Cronus, Who Ate (And Vomited Up) His Own Children
What’s worse than cannibalism? Cannibalism with regurgitation, perhaps? Cronus, the god of time, was the father of Olympians Hestia, Demeter, Hera, Hades, Poseidon, and Zeus. Fearing that his children would ruin him like he did his father, he decided to eat them as soon as they were born. By the time Zeus (the youngest) finally arrived, the children’s mother, Rhea, was sick of this and fed her husband a stone instead. And the craziest thing is, that trick worked. Zeus was able to grow up and later convinced his father to vomit the other children back to life. Talk about awkward holiday dinners.
As if that wasn’t enough, this myth gets morbidity bonus points for inspiring some truly disturbing pieces of art, like this painting by Goya of Saturn devouring his son.
Khakhua-Kumu, Male Witches Who Must Be Eaten As Their Punishment
The Kombai people of Papua New Guinea have a myth about the Khakhua-Kumus, but it's a myth with some very real-world consequences. "Khakhua-Kumu" is the name given to men who are accused of being witches. Unusual in the fact that they are thought to eat both the body and the soul of their victims, they are believed to dispose of their victims in a particularly terrifying manner. After eating the organs and drinking the blood, they stuff the body with leaves and grass, creating horrific human scarecrows.
Because Khakhua-Kumua are both the stuff of legend and believed to exist in the real world, if a victim is able to name the Khakhua-Kumu that attacked them, then the victim’s family must kill and eat the Khakhua-Kumu in order to free the victim’s spirit. A supposed cannibal that begets more real-life cannibals - definitely scary.
The Wendigo, Who Craved Flesh To Save Itself From Starvation
The wendigo (sometimes spelled windigo) is a frightening creature from Algonquian myth. Sometimes described as a cannibalistic monster, other times presented as an evil spirit, it's a frightening beast associated with starvation, winter, and the cold. In its own strange way, the wendigo blurs the line between starvation and gluttony as is clear in this description from Candian scholar Basil Johnston:
“The Wendigo was gaunt to the point of emaciation, its desiccated skin pulled tightly over its bones. With its bones pushing out against its skin, its complexion the ash gray of death, and its eyes pushed back deep into their sockets, the Wendigo looked like a gaunt skeleton recently disinterred from the grave. What lips it had were tattered and bloody... Wendigo gave off a strange and eerie odor of decay and decomposition, of death and corruption.”
As if that's not creepy enough, there's another really scary bit. The creature is the basis for a syndrome known as Wendigo psychosis, which involves an intense craving for human flesh and a fear you might act on it. Spooky.

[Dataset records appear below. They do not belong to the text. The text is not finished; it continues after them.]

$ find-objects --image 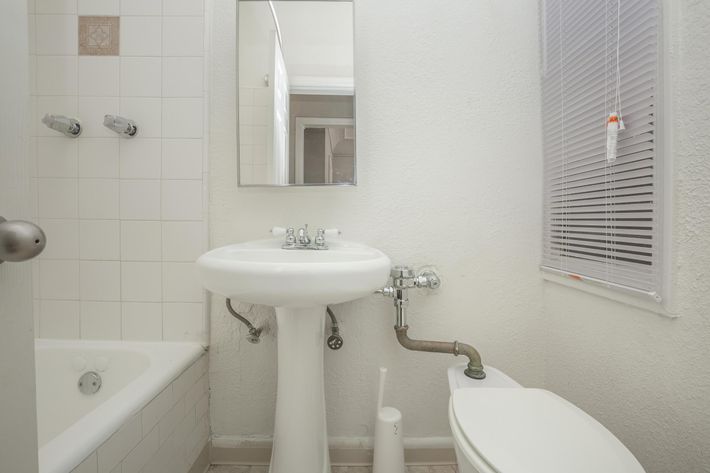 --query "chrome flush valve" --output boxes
[376,266,441,327]
[376,266,486,379]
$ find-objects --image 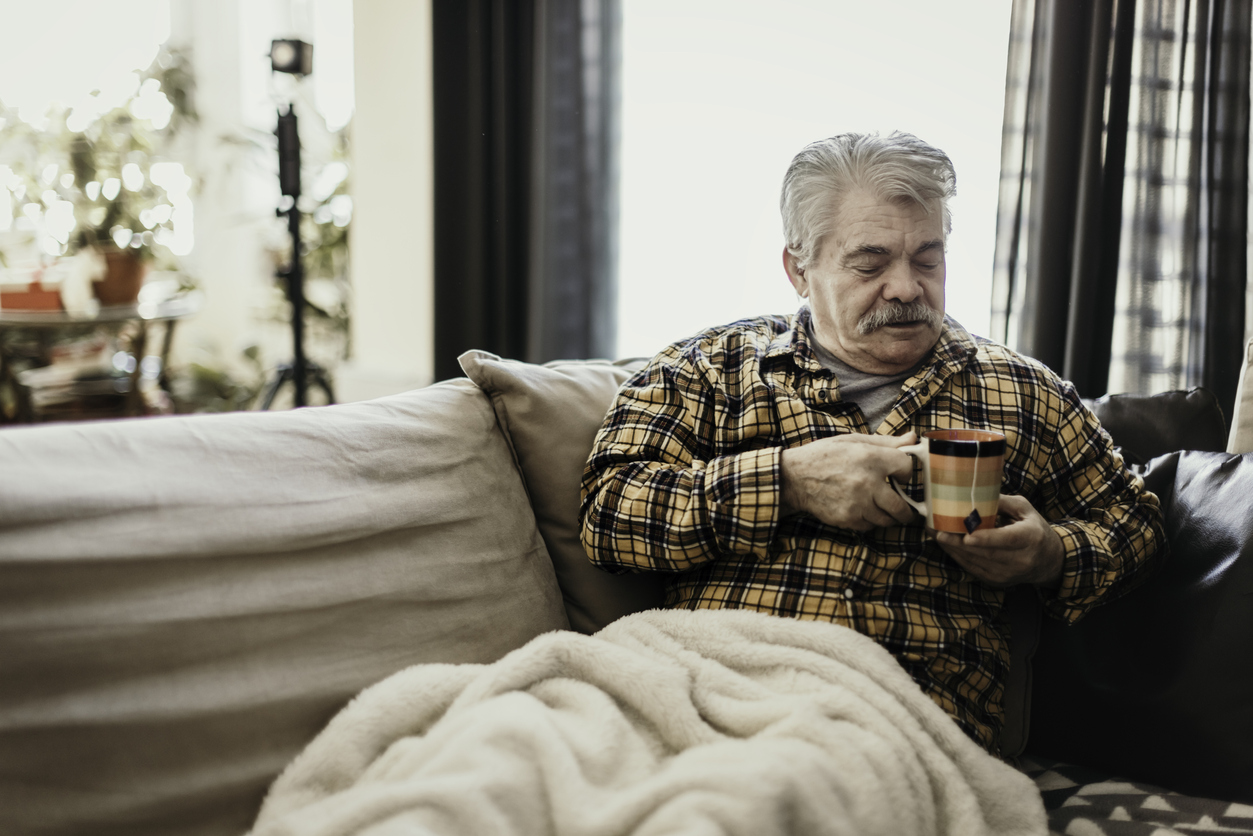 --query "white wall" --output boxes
[336,0,435,401]
[618,0,1010,356]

Erysichthon, Who Got So Hungry He Ate Himself
Erysichthon is a unique sort of cannibal, famous for devouring the most shocking of victims - himself. In Greek mythology, Erysichthon, also sometimes called Aethon, cut down a huge oak in Demeter’s forest and killed a nymph, who cursed him as she died. To add to his woes, Demeter placed the spirit of insatiable hunger, Limos, in his stomach, which meant that the more he hate, the hungrier he got.
Eventually, driven mad by his hunger, he ate himself - a prospect that is definitely a new level of terrifying.